Given the investment horizon of 90 days Semtech is expected to generate 0.7 times more return on investment than SemiLEDS. However, Semtech is 1.43 times less risky than SemiLEDS. It trades about 0.06 of its potential returns per unit of risk. SemiLEDS is currently generating about -0.03 per unit of risk. If you would invest  6,087  in Semtech on September 19, 2025 and sell it today you would earn a total of  626.00  from holding Semtech or generate 10.28% return on investment over 90 days.
Time Period3 Months [change]
DirectionMoves Against 
StrengthInsignificant
Accuracy100.0%
ValuesDaily Returns

Semtech  vs.  SemiLEDS

 Performance 
       Timeline  
Semtech 

Risk-Adjusted Performance

Soft

 
Weak
 
Strong
Compared to the overall equity markets, risk-adjusted returns on investments in Semtech are ranked lower than 4 (%) of all global equities and portfolios over the last 90 days.
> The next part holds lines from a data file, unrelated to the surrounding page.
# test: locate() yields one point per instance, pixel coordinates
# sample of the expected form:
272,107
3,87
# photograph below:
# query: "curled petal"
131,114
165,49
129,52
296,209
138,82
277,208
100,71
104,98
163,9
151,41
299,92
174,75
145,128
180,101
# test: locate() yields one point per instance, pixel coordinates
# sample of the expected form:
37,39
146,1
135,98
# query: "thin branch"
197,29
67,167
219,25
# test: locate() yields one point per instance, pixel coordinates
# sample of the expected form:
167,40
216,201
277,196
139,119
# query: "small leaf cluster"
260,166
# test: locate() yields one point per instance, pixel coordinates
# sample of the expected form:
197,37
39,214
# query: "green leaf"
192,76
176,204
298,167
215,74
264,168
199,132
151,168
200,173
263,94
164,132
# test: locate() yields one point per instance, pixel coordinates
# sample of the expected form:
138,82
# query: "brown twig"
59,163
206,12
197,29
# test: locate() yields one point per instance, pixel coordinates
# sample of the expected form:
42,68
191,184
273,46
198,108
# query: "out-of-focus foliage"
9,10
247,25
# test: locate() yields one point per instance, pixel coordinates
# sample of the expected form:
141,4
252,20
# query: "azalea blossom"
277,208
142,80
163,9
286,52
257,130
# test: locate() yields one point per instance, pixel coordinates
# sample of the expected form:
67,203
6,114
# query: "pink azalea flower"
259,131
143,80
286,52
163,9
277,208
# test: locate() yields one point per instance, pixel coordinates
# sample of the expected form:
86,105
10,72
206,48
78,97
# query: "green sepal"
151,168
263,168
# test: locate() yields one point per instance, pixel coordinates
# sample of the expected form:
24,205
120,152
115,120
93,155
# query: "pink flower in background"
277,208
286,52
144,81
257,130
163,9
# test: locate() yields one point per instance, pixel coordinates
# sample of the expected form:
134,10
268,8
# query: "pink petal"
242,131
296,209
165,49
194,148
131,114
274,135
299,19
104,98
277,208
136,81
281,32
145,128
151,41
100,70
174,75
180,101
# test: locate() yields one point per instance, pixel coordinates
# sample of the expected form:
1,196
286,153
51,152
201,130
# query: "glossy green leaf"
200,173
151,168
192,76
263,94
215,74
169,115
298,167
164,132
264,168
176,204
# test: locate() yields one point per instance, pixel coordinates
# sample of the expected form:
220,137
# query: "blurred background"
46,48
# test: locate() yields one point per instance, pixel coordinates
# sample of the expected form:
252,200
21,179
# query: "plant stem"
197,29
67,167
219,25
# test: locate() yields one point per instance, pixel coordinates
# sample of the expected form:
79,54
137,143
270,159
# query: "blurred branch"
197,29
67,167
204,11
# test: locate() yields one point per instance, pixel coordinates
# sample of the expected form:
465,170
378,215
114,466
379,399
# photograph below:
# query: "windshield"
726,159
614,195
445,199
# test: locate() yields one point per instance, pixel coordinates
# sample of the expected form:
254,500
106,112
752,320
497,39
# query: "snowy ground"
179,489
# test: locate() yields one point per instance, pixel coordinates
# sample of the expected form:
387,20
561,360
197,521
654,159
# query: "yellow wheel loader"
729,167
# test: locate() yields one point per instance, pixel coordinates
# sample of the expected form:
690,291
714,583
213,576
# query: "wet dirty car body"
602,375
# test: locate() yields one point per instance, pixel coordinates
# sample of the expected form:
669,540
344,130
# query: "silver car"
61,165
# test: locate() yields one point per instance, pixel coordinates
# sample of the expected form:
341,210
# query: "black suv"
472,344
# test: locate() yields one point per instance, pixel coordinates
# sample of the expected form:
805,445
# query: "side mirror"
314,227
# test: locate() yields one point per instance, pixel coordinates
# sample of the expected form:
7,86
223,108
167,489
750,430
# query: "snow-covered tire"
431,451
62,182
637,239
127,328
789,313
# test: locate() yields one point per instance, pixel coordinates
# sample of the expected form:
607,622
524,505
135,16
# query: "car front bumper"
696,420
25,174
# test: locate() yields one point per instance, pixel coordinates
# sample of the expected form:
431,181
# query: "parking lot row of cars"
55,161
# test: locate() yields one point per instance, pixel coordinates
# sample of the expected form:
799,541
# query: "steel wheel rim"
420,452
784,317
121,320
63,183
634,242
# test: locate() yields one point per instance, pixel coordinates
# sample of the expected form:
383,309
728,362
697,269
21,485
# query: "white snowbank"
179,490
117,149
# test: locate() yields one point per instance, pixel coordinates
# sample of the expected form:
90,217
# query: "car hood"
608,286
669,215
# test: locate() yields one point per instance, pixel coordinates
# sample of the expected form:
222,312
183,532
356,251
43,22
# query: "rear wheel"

In spite of rather uncertain basic indicators, Semtech exhibited solid returns over the last few months and may actually be approaching a breakup point.
SemiLEDS 

Risk-Adjusted Performance

Weakest

 
Weak
 
Strong
Over the last 90 days SemiLEDS has generated negative risk-adjusted returns adding no value to investors with long positions. In spite of latest unfluctuating performance, the Stock's fundamental indicators remain stable and the newest uproar on Wall Street may also be a sign of mid-term gains for the firm private investors.

Semtech and SemiLEDS Volatility Contrast

   Predicted Return Density   
       Returns  

Pair Trading with Semtech and SemiLEDS

The main advantage of trading using opposite Semtech and SemiLEDS positions is that it hedges away some unsystematic risk. Because of two separate transactions, even if Semtech position performs unexpectedly, SemiLEDS can make up some of the losses. Pair trading also minimizes risk from directional movements in the market. For example, if an entire industry or sector drops because of unexpected headlines, the short position in SemiLEDS will offset losses from the drop in SemiLEDS's long position.
The idea behind Semtech and SemiLEDS pairs trading is to make the combined position market-neutral, meaning the overall market's direction will not affect its win or loss (or potential downside or upside). This can be achieved by designing a pairs trade with two highly correlated stocks or equities that operate in a similar space or sector, making it possible to obtain profits through simple and relatively low-risk investment.
Check out your portfolio center.
Note that this page's information should be used as a complementary analysis to find the right mix of equity instruments to add to your existing portfolios or create a brand new portfolio. You can also try the Equity Forecasting module to use basic forecasting models to generate price predictions and determine price momentum.